The defendant relies on Butler v. Jones, 85 Ga. App. 158 (68 SE2d 173), in which this court held that permitting a small stone to remain for two months on the driveway near a step used as an entrance and exit from a clinic as a matter of law created no forseeably dangerous condition. This case appears to be out of harmony with other earlier decisions (see Townley v. Rich’s, 84 Ga. App. 772, 776 (67 SE2d 403); Macon Tel. Pub. Co. v. Graden, 79 Ga. App. 230, 234 (53 SE2d 371)), as well as later cases cited above. The cases of Roberts v. Wicker, 213 Ga. 352 (99 SE2d 84); Home Federal Savings &c. Assn. v. Hulsey, 104 Ga. App. 123 (121 SE2d 311); and Norwood v. Belk-Hudson Co., 107 Ga. App. 278 (129 SE2d 810), in which there was no evidence and allegation showing the length of time the alleged dangerous defect had been present to give the defendant an opportunity to discover and rectify it, are not controlling. The trial court erred in overruling the general demurrer to the petition.

Argued July 6, 1966

Decided September 16, 1966.

Kelly, Champion & Henson, John W. Denney, for appellant.

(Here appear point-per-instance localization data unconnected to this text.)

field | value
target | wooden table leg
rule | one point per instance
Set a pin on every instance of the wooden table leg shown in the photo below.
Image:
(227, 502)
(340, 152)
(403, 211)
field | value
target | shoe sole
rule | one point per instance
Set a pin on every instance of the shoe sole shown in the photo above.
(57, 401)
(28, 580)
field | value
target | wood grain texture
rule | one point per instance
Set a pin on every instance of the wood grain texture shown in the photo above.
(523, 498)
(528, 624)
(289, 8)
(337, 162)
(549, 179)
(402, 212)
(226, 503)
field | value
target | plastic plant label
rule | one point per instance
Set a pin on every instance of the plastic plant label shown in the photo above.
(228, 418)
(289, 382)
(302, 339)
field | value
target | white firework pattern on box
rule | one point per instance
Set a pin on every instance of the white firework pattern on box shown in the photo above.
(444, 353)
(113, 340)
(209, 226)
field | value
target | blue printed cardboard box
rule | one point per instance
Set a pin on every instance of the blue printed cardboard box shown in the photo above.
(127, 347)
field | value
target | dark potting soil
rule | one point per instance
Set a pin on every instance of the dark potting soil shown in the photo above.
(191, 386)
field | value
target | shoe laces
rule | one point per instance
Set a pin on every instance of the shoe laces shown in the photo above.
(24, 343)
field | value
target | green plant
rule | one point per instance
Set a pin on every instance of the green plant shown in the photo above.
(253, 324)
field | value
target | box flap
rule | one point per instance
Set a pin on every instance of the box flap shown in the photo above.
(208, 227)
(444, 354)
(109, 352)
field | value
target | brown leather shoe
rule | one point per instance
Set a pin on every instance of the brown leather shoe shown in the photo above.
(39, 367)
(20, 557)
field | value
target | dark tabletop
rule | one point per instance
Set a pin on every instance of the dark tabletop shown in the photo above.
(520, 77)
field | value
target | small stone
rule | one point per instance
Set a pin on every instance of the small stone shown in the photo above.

Roberts & Thornton, Jack M. Thornton, for appellee.

3. The allegations of the petition do not show as a matter of law that the plaintiff was lacking in ordinary care in failing to observe the defect and avoid injury. Wynne v. Southern Bell Tel. & Tel. Co., 159 Ga. 623, 624 (126 SE 388); Lane Drug Stores v. Brooks, 70 Ga. App. 878, 885 (29 SE2d 716) ; S. H. Kress & Co. v. Flanigan, 103 Ga. App. 301, 304, supra; Setzers Super Stores v. Higgins, 104 Ga. App. 116, 119 (121 SE2d 305); Chotas v. J. P. Allen & Co., 113 Ga. App. 731 (149 SE2d 527).

Judgment reversed for the reason stated in Division 2.

Nichols, P. J., and Deen, J., concur.